For those hearing about Vivo Energy Uganda for the first time, we shall bring you up to speed. The company holds the licence to offer Shell’s products and services across the African continent.
And while their focus should be fuel or oil, Vivo Energy Uganda has been at the forefront of teaching road safety to children and equally has environment as one of the key pillars of its corporate social responsibility initiatives. Last year, the energy company launched a road safety education programme in which they trained thousands of school children and Boda boda riders on safe road usage.
And in a move to ease their campaigns among children, Vivo Energy Uganda earlier this week joined Nema and NFA to support Uganda’s Little Hands Go Green on their upcoming second Kid’s Climate Change Conference.

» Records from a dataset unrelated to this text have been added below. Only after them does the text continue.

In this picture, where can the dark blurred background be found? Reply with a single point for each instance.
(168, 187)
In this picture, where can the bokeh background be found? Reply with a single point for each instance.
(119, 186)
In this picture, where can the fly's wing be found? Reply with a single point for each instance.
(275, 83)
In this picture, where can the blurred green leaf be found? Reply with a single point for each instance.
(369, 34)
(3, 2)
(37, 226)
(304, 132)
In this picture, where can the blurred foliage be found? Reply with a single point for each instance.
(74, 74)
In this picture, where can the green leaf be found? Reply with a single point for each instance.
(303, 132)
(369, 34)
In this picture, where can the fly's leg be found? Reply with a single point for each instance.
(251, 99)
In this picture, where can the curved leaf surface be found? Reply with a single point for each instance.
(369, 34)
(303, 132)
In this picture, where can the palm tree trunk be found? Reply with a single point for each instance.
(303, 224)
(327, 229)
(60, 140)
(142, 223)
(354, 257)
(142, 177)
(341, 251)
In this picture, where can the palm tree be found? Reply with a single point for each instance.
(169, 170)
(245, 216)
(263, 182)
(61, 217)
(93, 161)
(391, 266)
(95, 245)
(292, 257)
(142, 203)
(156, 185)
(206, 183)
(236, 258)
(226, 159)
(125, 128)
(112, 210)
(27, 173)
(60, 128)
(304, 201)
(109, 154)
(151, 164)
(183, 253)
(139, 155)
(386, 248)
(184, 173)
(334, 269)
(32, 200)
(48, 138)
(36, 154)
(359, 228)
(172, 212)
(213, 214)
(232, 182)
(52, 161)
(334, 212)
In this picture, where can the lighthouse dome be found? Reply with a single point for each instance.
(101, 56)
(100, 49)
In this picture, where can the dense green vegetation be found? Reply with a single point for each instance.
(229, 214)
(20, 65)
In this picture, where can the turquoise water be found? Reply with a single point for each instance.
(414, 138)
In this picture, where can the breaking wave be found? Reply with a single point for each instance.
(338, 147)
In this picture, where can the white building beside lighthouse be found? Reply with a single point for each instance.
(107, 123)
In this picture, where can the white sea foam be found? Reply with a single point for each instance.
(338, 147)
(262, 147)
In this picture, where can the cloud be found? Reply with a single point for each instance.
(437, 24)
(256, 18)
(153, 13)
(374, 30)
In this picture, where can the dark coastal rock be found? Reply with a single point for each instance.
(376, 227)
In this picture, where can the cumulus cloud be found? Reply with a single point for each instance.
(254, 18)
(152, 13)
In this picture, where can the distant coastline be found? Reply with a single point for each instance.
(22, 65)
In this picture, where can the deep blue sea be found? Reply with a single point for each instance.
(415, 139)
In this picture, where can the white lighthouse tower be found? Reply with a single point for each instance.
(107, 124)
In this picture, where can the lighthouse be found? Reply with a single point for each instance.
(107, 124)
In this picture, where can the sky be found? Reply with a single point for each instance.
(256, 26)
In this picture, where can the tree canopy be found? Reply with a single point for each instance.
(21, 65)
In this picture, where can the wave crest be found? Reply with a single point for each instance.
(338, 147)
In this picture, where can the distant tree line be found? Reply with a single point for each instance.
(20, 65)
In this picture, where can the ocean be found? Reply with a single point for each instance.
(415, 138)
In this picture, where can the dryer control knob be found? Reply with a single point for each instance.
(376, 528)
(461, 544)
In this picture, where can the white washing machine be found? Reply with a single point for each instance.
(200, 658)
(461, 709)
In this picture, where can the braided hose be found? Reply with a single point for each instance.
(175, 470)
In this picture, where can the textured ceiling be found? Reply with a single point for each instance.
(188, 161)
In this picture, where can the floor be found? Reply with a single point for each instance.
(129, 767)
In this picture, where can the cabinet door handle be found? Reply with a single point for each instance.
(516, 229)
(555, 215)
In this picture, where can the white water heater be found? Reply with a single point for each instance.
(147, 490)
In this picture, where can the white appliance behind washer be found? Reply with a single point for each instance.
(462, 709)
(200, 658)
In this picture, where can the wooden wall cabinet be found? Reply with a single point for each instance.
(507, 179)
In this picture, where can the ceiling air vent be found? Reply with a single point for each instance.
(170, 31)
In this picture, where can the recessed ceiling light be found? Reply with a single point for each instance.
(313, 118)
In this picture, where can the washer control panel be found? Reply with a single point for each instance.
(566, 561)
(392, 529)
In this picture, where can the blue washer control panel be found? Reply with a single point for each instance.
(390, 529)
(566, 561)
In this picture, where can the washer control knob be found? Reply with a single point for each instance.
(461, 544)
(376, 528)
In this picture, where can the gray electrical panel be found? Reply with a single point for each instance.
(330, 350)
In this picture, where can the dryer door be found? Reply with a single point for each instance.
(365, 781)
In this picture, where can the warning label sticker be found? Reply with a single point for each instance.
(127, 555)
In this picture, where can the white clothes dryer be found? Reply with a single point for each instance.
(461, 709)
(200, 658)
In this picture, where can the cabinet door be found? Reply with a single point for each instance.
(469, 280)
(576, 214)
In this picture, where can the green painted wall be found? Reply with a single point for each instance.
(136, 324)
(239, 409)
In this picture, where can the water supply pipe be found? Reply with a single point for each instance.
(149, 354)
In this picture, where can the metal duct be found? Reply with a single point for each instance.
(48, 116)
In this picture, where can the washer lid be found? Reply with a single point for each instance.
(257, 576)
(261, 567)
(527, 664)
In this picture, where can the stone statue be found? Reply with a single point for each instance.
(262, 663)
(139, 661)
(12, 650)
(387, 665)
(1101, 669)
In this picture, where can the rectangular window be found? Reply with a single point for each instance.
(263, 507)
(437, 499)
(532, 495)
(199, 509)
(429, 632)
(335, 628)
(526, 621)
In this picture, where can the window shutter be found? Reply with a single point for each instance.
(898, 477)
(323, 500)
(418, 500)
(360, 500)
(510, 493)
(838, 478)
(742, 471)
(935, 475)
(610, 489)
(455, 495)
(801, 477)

The annual conference, which was launched last year is a major event during which over 250 child delegates representing 30 key schools in Uganda will come together to present ideas on how the environment can best be preserved.
“Ours is to instill into children the idea that growing up and taking care of their environment is their own responsibility. For an organisation of Vivo Energy’s stature joining the cause gives us more hope that the children’s voices really matter. I would like to thank Vivo Energy Uganda for joining us in this struggle to empower out children to be the future custodians of our environment,” Joseph Masembe, the CEO Uganda’s Little Hands Go Green (pictured) told us.
Masembe was however tightlipped about the details of the financial injection by Vivo Energy Uganda. The second annual kids’ climate change conference will take place on the Earth Day on April 22, at the Sheraton Kampala Hotel.